Rosa,
uma mulher de 50 anos de idade, procurou atendimento médico relatando
que, há cerca de quatro semanas, passou a apresentar dispneia aos
grandes esforços que rapidamente evoluiu para ortopneia e episódios de
dispneia paroxística noturna. Associadamente, informou ter astenia e
diminuição do volume urinário. Há cerca de duas semanas, somaram-se a
esses sintomas: edema de membros inferiores, aumento do volume
abdominal, empachamento pós-prandial e inapetência. Relatou ter sentido
palpitações taquicárdicas frequentes desde o início do quadro
supramencionado, porém não associadas a escurecimento visual, sensação
de desmaio ou perda de consciência. Nega dor torácica, febre, calafrios
ou perda ponderal no período.
Antecedentes clínicos relevantes:
informou ter diagnóstico de hipertensão arterial há cinco anos, com uso
irregular de diurético (de cujo nome não se lembra) e negou o uso de
digitálicos e de outros medicamentos. Disse nunca ter residido em zona
rural. Negou transfusões sanguíneas, diabetes melito e outras doenças.
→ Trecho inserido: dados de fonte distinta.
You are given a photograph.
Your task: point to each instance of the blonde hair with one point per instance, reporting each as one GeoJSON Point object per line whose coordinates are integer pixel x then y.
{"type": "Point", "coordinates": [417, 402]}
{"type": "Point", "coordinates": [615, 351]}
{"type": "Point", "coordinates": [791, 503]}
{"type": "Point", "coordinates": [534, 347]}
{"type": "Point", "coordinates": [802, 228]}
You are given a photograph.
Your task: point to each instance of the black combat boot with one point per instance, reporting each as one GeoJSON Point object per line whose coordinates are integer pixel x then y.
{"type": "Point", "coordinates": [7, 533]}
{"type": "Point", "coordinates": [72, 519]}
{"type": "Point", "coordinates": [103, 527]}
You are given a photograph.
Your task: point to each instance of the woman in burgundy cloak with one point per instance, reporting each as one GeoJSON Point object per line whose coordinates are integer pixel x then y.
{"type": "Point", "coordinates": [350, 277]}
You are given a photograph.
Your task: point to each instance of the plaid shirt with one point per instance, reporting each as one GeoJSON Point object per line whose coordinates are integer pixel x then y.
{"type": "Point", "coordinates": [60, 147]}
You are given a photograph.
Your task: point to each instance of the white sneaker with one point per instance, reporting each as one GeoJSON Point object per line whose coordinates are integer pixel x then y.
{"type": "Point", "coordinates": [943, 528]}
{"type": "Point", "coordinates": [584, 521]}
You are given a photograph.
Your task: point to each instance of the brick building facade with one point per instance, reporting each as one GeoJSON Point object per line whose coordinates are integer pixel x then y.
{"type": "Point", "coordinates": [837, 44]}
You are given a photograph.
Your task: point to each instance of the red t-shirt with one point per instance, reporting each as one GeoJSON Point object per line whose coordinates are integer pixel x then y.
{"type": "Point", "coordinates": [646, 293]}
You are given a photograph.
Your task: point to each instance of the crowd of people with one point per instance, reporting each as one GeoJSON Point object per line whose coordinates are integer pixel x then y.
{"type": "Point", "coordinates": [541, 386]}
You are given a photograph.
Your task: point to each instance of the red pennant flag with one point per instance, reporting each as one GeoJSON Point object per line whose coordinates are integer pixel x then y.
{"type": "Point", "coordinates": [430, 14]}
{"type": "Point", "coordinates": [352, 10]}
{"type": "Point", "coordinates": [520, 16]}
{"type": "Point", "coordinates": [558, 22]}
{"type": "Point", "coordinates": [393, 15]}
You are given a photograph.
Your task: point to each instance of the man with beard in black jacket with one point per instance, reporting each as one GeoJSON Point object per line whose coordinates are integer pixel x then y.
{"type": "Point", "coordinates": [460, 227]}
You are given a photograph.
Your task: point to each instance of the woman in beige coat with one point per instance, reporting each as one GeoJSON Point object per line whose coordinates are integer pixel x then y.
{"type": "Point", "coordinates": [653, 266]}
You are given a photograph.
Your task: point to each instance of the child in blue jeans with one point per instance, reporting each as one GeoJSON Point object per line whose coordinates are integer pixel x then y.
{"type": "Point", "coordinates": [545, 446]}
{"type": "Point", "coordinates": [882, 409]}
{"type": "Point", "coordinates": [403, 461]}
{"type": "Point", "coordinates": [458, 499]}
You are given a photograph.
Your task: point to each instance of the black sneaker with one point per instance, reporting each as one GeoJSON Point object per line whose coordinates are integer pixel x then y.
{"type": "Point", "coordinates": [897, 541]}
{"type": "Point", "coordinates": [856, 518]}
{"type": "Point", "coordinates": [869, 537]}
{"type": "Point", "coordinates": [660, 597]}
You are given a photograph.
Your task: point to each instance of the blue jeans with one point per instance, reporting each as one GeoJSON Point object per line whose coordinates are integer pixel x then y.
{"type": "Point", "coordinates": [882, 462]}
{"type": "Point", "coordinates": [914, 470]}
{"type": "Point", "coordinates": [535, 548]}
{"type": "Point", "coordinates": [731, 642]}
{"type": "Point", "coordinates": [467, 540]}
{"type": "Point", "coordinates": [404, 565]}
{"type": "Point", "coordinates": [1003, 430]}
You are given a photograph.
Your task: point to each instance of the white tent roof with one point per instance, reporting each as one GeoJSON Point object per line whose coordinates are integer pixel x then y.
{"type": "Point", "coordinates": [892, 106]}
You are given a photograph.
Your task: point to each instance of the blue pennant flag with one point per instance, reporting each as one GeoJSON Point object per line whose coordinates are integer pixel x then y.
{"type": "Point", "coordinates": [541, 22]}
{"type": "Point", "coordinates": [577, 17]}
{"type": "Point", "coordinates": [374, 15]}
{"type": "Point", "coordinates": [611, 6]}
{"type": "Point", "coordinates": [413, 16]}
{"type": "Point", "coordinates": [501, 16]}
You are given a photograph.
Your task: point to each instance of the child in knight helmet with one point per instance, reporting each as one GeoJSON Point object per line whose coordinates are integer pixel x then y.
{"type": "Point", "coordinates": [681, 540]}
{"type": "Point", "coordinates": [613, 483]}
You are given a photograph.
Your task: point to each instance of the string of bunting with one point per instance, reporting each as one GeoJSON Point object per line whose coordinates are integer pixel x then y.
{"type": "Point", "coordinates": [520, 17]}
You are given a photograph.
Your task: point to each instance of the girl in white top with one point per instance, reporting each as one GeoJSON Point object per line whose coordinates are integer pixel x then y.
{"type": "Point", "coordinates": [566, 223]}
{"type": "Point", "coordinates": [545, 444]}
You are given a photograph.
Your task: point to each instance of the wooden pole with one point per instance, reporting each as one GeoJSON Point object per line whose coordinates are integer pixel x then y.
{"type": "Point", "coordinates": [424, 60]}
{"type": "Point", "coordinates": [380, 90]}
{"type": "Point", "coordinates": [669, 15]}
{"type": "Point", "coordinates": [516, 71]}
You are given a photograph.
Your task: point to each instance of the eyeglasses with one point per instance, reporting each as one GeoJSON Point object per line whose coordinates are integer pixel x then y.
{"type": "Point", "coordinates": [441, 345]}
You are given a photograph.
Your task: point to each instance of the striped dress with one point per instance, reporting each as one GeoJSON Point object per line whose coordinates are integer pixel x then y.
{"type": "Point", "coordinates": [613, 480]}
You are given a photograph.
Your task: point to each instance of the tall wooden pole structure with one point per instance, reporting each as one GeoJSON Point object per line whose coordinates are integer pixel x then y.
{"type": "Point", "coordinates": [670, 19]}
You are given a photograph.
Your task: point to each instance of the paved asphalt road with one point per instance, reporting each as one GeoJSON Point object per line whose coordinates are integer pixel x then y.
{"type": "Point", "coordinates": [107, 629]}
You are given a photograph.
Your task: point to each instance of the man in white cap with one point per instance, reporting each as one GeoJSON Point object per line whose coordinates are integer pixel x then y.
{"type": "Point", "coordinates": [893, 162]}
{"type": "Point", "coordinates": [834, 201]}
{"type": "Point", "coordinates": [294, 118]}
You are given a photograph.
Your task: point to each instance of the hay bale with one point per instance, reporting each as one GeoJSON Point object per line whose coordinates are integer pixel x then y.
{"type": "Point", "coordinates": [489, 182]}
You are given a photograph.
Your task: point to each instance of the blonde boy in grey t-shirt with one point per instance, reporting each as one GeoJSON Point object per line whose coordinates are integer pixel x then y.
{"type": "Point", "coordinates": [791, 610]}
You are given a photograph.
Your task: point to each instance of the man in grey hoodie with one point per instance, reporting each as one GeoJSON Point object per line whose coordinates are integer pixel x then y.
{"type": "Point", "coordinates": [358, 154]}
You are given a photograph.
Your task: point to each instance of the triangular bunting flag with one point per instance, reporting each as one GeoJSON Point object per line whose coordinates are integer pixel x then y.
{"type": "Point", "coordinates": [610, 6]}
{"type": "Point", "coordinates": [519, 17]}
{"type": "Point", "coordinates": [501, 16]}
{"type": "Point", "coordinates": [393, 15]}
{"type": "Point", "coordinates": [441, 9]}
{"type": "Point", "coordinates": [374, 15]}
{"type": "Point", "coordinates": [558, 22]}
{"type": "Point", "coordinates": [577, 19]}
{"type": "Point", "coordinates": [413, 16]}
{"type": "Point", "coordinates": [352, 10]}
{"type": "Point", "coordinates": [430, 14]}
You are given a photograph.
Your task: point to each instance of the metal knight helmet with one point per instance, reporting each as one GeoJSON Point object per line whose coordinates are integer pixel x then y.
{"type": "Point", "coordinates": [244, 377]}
Exame físico: pressão arterial de 150 mmHg × 100 mmHg, frequência
cardíaca de 110 bpm, frequência respiratória de 28 incursões/min.
Paciente em regular estado geral, dispneica, aceitando com dificuldade o
decúbito dorsal (ortopneica), acianótica, anictérica, brevilínea,
consciente e orientada no tempo e no espaço. Aparelho Cardiovascular:
pré-córdio calmo, sem abaulamentos ou retrações. Ictus cordis
visível e palpável no 7.º espaço intercostal esquerdo, a 18 cm da linha
médio-esternal, impulsivo, com extensão de 6 cm, deslocando-se 4 cm com
decúbito de Pachon (onde apresenta extensão de 8 cm), globoso, bífido
(presença de impulsão pré-sistólica). Ritmo cardíaco regular, tríplice,
às custas de galope de 4.ª bulha, bulhas taquicárdicas, 2.ª bulha
hiperfonética em tambour (clangorosa) em foco aórtico e foco
aórtico acessório (componente aórtico mais intenso que o pulmonar),
presença de desdobramento paradoxal da 2.ª bulha em foco pulmonar. Foram
auscultados: sopro mesotelessistólico, tipo honk, grau 3
(classificação de Levine), mais bem audível em foco mitral, irradiado
para linha axilar posterior, que fica mais intenso durante a realização
da manobra de preensão manual (hand grip) e sopro holossistólico,
suave, grau 2 (classificação de Levine) localizado no foco tricúspide,
sem irradiação, intensificado com a manobra de Rivero Carvallo. Pulsos
arteriais palpáveis e simétricos. Pulso carotídeo, endurecido, rítmico e
alternante (pulsus alternans). Constatou-se turgência da veia
jugular direita, com cabeceira do leito a 45º (chegando ao ângulo da
mandíbula). Apresentava onda V gigante no pulso venoso jugular e refluxo
hepatojugular anormal. Ausência de varizes e de sinais periféricos de
trombose venosa profunda. Aparelho respiratório: murmúrio vesicular
rude, com estertores inspiratórios, em ambas as bases pulmonares.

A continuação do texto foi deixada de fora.